Meet the ex-Marine hunting the world’s most dangerous cybercriminals

A profession in cybersecurity was most likely the past matter on John Fokker’s intellect as he was speeding throughout the Indian Ocean with his fellow Marines toward a ship crewed by pirates. But as it turns out, there are a stunning quantity of similarities in between the two disciplines.
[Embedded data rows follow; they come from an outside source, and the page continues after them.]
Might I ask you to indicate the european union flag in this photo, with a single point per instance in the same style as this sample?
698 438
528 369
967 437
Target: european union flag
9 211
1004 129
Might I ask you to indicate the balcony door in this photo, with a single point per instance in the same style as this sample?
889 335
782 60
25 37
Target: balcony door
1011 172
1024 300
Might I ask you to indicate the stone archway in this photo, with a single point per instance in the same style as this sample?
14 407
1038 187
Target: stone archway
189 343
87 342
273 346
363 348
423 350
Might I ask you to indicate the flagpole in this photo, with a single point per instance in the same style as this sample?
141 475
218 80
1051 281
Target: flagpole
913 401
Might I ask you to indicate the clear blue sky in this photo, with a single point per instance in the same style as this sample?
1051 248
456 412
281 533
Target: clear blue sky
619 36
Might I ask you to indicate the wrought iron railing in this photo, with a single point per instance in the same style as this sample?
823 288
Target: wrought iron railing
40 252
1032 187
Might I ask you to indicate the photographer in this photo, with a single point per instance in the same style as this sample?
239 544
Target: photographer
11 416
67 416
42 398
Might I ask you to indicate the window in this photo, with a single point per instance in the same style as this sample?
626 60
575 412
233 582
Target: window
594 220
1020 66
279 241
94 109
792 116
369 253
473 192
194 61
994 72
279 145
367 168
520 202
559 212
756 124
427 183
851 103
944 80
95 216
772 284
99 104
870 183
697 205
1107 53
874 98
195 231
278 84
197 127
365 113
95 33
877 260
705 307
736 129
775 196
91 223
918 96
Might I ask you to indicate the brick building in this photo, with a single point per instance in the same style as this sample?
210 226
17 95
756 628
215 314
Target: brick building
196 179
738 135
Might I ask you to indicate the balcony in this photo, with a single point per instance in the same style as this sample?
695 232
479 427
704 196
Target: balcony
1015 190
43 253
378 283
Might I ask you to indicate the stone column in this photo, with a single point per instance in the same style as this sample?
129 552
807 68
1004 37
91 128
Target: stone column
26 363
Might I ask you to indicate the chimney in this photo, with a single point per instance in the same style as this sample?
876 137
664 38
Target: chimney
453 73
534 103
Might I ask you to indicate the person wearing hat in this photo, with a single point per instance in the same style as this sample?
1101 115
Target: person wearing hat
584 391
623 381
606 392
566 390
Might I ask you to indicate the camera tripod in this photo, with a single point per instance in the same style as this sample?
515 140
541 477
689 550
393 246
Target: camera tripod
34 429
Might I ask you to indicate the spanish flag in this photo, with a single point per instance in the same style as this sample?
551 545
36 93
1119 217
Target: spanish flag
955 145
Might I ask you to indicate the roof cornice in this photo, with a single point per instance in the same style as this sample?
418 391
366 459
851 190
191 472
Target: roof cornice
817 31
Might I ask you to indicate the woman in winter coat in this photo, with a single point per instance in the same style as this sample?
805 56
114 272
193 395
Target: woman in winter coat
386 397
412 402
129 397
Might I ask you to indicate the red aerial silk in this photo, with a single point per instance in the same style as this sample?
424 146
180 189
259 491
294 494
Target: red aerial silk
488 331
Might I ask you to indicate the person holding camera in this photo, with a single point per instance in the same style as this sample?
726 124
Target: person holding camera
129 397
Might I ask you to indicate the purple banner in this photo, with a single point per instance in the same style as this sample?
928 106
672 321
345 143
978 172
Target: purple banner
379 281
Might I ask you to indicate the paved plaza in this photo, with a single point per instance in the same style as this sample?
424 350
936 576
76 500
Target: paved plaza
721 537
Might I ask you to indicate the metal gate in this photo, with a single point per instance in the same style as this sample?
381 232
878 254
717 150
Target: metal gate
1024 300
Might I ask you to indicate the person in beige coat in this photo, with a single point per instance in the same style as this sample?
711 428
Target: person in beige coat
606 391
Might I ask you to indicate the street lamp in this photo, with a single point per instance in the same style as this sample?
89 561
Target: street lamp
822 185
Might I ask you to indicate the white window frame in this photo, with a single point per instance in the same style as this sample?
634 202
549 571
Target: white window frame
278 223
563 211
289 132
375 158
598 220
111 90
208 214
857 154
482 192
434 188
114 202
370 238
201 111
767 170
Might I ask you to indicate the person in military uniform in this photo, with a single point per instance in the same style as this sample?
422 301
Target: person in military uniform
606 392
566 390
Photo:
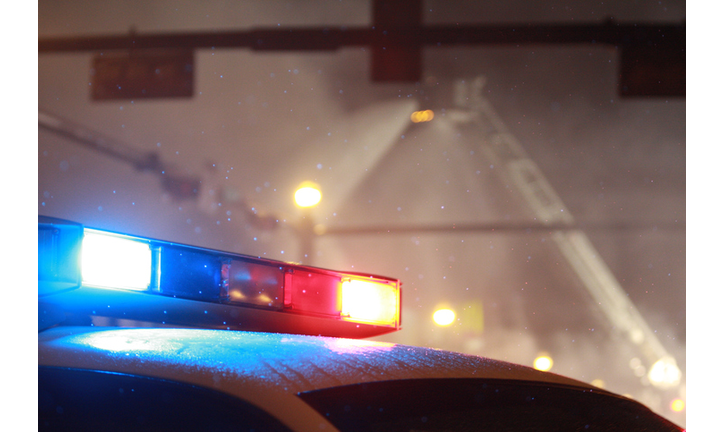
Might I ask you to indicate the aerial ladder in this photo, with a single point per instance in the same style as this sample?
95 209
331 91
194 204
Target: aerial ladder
518 169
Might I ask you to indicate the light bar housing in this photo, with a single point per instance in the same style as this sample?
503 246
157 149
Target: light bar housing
89 272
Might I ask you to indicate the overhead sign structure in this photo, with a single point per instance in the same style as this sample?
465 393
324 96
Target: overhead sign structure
142 74
652 57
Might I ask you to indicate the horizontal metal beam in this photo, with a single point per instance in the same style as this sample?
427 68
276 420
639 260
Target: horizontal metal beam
412 37
504 228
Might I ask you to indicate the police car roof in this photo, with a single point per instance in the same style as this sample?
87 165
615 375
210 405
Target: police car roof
267 369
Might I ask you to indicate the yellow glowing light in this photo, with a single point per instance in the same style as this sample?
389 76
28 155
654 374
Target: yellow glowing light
370 302
543 362
308 195
677 405
422 116
443 317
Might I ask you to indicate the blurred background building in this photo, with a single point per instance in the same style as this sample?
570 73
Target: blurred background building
531 187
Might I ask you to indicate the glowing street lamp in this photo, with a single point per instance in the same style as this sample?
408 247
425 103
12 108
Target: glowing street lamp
543 362
307 195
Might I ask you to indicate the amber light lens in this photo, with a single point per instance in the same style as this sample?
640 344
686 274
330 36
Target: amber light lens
370 301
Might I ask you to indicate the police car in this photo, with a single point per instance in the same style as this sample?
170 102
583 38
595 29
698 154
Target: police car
140 334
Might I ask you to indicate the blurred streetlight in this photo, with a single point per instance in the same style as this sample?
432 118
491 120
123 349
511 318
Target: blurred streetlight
307 196
543 362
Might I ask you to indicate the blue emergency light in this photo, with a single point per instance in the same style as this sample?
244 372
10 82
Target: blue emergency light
84 272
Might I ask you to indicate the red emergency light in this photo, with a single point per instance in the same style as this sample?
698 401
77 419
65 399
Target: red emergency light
84 272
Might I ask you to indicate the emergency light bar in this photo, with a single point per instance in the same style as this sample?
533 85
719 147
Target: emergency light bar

Now Head of Cyber Investigations at stability organization McAfee, the beat Fokker finds himself in nowadays is much more digital than actual physical, but substantial-stakes however.

In a world in which cybercrime is progressively beneficial and ever much more advanced, attackers and defenders are now engaged in perpetual conflict, each and every striving to outwit and outmaneuver the other.

Whilst he acknowledges his route into cybersecurity was an atypical one particular, Fokker told TechRadar Pro his expertise in the army really delivered him with the ideal grounding.

“When you just take absent all the technical components, ransomware is incredibly a great deal like a hostage negotiation condition. Especially when you glimpse at the emotional point out of threat actors and victims,” he said.

“Ransomware is one particular of the couple cyberattacks wherever you as the victim interact with the cybercriminal. From a psychological stage of watch, it is incredibly interesting everyone wishes some thing from a person else.”

(Image credit score: Shutterstock / Sapann Style)

A exclusive grounding

A position with the Royal Netherlands Marine Corps was, for Fokker, an antidote to the drudgery of the business office position he took up just after graduating with a degree in laptop or computer science. It was not about the beat automatically, much more about doing some thing different.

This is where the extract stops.